A la vez que aquellas escenas ocurrían en los medios burgueses adinerados, el Ayuntamiento de Madrid, con intención de mitigar la penosa situación económica de los cada vez mayor número de parados, había tenido que habilitar una serie de trabajos esporádicos que justificasen la percepción ocasional de un subsidio de dos pesetas diarias a aquellos. Pero eran muchísimos más los demandantes de aquellas tareas que las ofertas de éstas. Y la ironía del caso era que mientras en la capital los obreros en paro pedían trabajo, muchos gobernadores comunicaban al Ministerio que en sus provincias faltaban brazos para las labores agrícolas. Unos cinco mil madrileños acudieron a los almacenes municipales para reclamar el trabajo prometido. Tras la negativa recibida, los rechazados decidieron dirigirse silenciosos, con una bandera blanca al frente, al Ministerio de la Gobernación, delante del cual se concentrarían. Al llegar a la Puerta del Sol les cerraron el paso numerosas fuerzas de Seguridad que, al intentar los obreros seguir en su camino, repartieron sablazos a diestro y siniestro. Con las protestas de los agredidos se unieron a la manifestación múltiples trabajadores de las obras cercanas, tras lo que se produjo una carga brutal de las fuerzas, mientras muchos de aquellos llegaban por distintas calles a acceder a la plaza. Un oficial que salió del Ministerio mandó dar una carga de caballería que dejó bastantes heridos, ante lo cual el resto huyó despavorido por todas las arterias que allí accedían.

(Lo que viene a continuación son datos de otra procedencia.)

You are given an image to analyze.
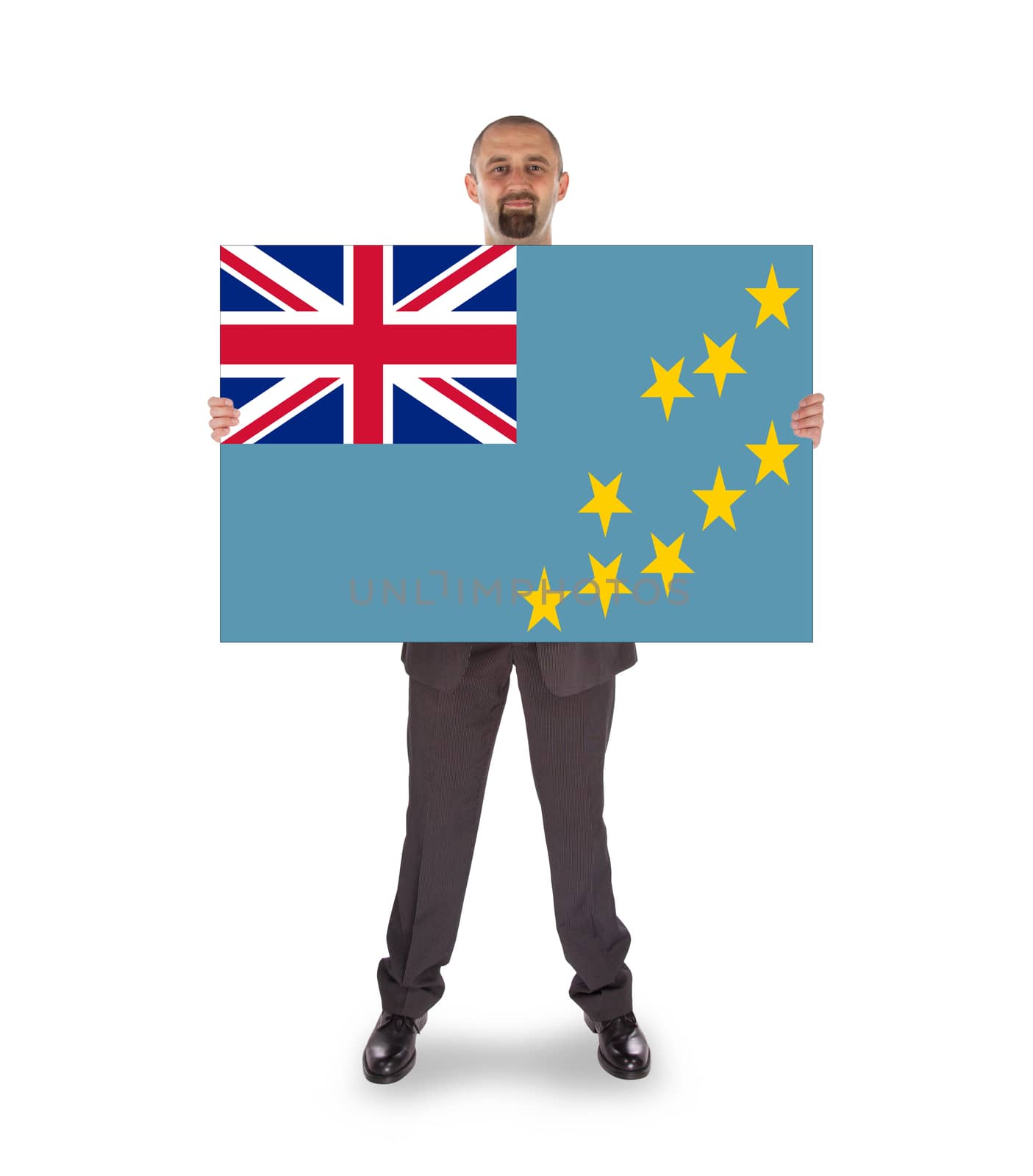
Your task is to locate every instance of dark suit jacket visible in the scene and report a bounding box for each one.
[401,641,639,695]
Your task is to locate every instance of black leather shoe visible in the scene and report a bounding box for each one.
[362,1010,427,1082]
[585,1013,652,1078]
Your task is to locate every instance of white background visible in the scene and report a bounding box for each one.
[0,0,1033,1176]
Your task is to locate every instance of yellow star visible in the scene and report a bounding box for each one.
[693,335,746,396]
[746,266,800,327]
[643,355,692,421]
[643,531,696,596]
[578,474,632,535]
[582,551,631,616]
[746,421,799,486]
[692,466,746,531]
[518,568,571,631]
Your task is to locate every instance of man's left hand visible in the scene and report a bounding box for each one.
[792,392,825,449]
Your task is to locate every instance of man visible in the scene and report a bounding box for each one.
[208,115,823,1083]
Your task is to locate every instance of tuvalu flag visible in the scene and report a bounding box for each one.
[220,245,813,641]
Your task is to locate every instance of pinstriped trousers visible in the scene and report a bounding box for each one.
[376,642,632,1021]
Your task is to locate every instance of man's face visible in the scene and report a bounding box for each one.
[466,127,568,241]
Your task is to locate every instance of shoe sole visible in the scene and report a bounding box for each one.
[362,1050,416,1086]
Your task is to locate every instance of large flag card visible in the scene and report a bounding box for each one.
[219,245,813,641]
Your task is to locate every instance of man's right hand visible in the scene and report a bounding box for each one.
[208,396,240,441]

El grupo más numeroso fue perseguido por los jinetes calle de la Montera arriba hasta la Red de San Luis, quedando por las aceras muchos contusionados y heridos que hubieron de ser atendidos en la próxima Casa de Socorro, al tiempo que se efectuaban también numerosas detenciones. No obstante, los obreros consiguieron reagruparse y dirigirse al Ministerio de Estado, con objeto de esperar la salida de Romanones, al que sabían allí reunido. Avisada la Policía de la intención, ocupó la plaza de Santa Cruz, obligando a los manifestantes a ocupar la calle de Esparteros, que al mismo tiempo cerrarían por abajo con las fuerzas provenientes de Mayor, con lo que quedaron aquellos encerrados, siendo atacados aún con mayor dureza, cuando iban saliendo totalmente controlados hacia la Puerta del Sol. Fue la represión de tal calibre que a los grupos de manifestantes se unieron transeúntes indignados que arrojaron piedras contra el antiguo edificio de Correos.